The Wrong Way Home
- Book cover, 1994 paperback edition
- Author: Arthur J. Deikman, M.D.
- Subject: cults
- Genre: non-fiction psychiatry
- Publisher: Beacon Press
- Publication date: September 1994
- Publication place: United States
- Media type: paperback
- Pages: 208
- ISBN: 978-0-8070-2915-2
- OCLC: 31483796
- Preceded by: The Observing Self (book)
- Followed by: Them and Us: Cult Thinking and the Terrorist Threat (book)

= The Wrong Way Home =

1990 book by Arthur J. Deikman

The Wrong Way Home: Uncovering the Patterns of Cult Behavior in American Society, is a book on cult culture within the United States, written by Arthur J. Deikman, M.D. The book was originally published in hardcover format in December 1990 by Beacon Press, and reprinted in paperback form September 1994. Dr. Deikman (d. 2013) was a professor of psychiatry at University of California, San Francisco, and a member of the editorial board of the Journal of Humanistic Psychology.

The book is used as part of the curriculum for the course "Cults and New Religious Movements" at St. Francis Xavier University. It is a cited reference in the Encyclopedia of Psychology, and is quoted in the article on cults, where the article asserts that: "Certain types of political groups and terrorist organizations are still other examples of 'cults' that defy the common definition of the term."
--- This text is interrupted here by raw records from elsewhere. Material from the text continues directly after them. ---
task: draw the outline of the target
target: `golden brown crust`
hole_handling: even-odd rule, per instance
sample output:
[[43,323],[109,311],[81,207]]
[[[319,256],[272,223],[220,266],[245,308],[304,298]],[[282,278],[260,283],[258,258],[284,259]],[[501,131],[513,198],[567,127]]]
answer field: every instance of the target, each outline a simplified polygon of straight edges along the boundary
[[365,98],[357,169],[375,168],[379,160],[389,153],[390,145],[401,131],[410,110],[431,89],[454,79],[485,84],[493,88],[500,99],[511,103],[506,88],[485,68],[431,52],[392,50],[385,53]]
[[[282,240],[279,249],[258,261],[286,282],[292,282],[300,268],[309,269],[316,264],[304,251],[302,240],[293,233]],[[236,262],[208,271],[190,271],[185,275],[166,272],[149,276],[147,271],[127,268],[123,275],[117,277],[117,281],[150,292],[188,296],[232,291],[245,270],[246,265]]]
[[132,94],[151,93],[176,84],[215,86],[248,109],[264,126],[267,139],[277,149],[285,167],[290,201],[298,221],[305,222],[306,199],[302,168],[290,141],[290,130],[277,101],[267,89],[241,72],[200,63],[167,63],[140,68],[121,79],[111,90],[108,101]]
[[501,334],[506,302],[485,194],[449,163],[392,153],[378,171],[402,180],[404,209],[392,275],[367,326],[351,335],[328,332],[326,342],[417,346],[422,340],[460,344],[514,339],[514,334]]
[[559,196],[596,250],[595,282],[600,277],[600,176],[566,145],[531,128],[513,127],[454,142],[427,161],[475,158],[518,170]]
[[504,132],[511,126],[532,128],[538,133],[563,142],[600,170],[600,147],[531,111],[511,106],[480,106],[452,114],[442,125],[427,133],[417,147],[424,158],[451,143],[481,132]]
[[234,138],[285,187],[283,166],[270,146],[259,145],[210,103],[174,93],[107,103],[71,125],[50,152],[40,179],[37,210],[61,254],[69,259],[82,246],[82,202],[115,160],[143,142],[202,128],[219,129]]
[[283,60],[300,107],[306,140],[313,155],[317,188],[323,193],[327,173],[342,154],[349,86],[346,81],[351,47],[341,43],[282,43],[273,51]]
Deikman revised and republished the book in 2003 under the title Them and Us: Cult Thinking and the Terrorist Threat (Bay Tree Publications of Berkeley), with an introduction by Doris Lessing.

==Reviews==
The book was reviewed by Robert L. Boyd, Ph.D. in Social Science Quarterly. It was reviewed in the Journal for the Scientific Study of Religion, by Larry J. Halford, in the Library Journal, by Lucy Patrick.

Patrick wrote: "Although we live in a democracy, cult behavior manifests itself in our unwillingness to question the judgment of our leaders, our tendency to devalue outsiders and to avoid dissent. We can overcome cult behavior, he says, by recognizing that we have dependency needs that are inappropriate for mature people, by increasing anti-authoritarian education, and by encouraging personal autonomy and the free exchange of ideas."

Genevieve Stuttaford wrote in Publishers Weekly: "Although Deikman sometimes stretches the analogy of cult behavior too far, his provocative book uncovers a psychopathology of everyday life in a discerning analysis."